We use computational effort to ensure safety of the system as a whole. At no point did anyone recommend “slowing down” the EVM - we still forming blocks every ~12s right?
There are ways of patching this issue with using little or no resources.
For example, networks that use base58 representation of wallets instead of base16 make the computation of homomophs more expensive, this is due to the fact that base58 encodes ~5.858-bits of information per character, where as base16 can only encode 4-bits. Simply using a greater encoding density wouldn’t incur any performance impact on behalf of the network, and the community would benefit from having smaller wallet addresses. Everyone wins from this change, except of course: the attacker.

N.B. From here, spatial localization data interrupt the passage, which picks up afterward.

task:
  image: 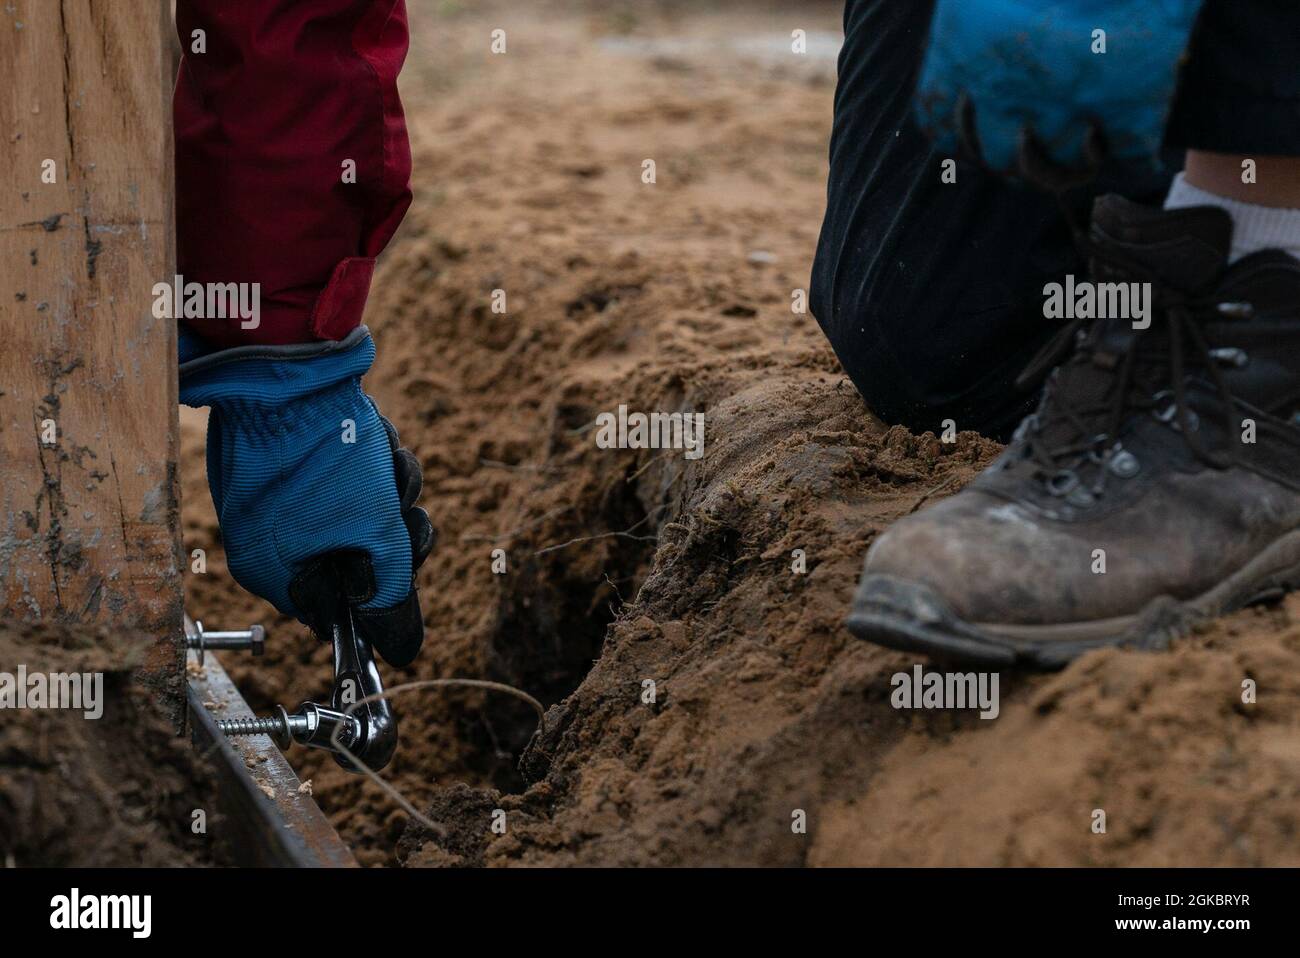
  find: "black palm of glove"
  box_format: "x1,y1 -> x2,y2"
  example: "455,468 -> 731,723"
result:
287,416 -> 436,668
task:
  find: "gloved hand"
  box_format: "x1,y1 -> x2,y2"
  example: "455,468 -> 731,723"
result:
914,0 -> 1204,181
179,325 -> 435,667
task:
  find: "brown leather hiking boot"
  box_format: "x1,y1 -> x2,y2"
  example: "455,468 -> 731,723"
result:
847,194 -> 1300,668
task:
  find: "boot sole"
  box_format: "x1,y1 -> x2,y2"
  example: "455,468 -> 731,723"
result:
846,528 -> 1300,669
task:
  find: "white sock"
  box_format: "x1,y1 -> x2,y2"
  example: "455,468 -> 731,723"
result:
1164,172 -> 1300,264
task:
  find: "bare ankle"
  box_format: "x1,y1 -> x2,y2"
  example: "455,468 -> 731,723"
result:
1183,150 -> 1300,208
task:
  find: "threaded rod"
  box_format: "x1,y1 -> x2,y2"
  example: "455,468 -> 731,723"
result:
216,715 -> 284,737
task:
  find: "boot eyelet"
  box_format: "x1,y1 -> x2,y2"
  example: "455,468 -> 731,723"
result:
1209,347 -> 1249,368
1109,450 -> 1140,478
1173,409 -> 1201,433
1066,486 -> 1095,507
1151,400 -> 1198,431
1151,390 -> 1176,423
1047,470 -> 1079,496
1216,301 -> 1255,319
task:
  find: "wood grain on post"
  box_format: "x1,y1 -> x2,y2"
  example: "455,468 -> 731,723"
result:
0,1 -> 183,722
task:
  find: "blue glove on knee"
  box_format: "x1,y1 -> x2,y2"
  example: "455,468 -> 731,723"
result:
179,325 -> 435,667
915,0 -> 1203,179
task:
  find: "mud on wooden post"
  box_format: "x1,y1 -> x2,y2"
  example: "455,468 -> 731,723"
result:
0,1 -> 183,722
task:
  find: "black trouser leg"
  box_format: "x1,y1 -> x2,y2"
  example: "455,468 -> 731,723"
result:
810,0 -> 1087,440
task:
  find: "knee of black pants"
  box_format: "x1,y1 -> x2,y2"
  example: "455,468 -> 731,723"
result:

The age of a bug doesn’t make it any less valuable in an attacker’s hands. Just because the bug is well known, doesn’t make it any less effective. Just because someone you respect wrote insecure code, doesn’t mean that the author doesn’t regret doing so. Hindsight is 2020, and I’m sure that every victim will tell you that this is worth fixing. By all accounts if we do not address this problem, it will become worse.
Now there are multiple ways of addressing this issue. Punting and requiring 3rd party vendors to come up with their own patch is an one approach, but I’m not sure it is in the best interest of the community. We have these powerful computers at our command, shouldn’t they be used to make a more trustworthy system at every level?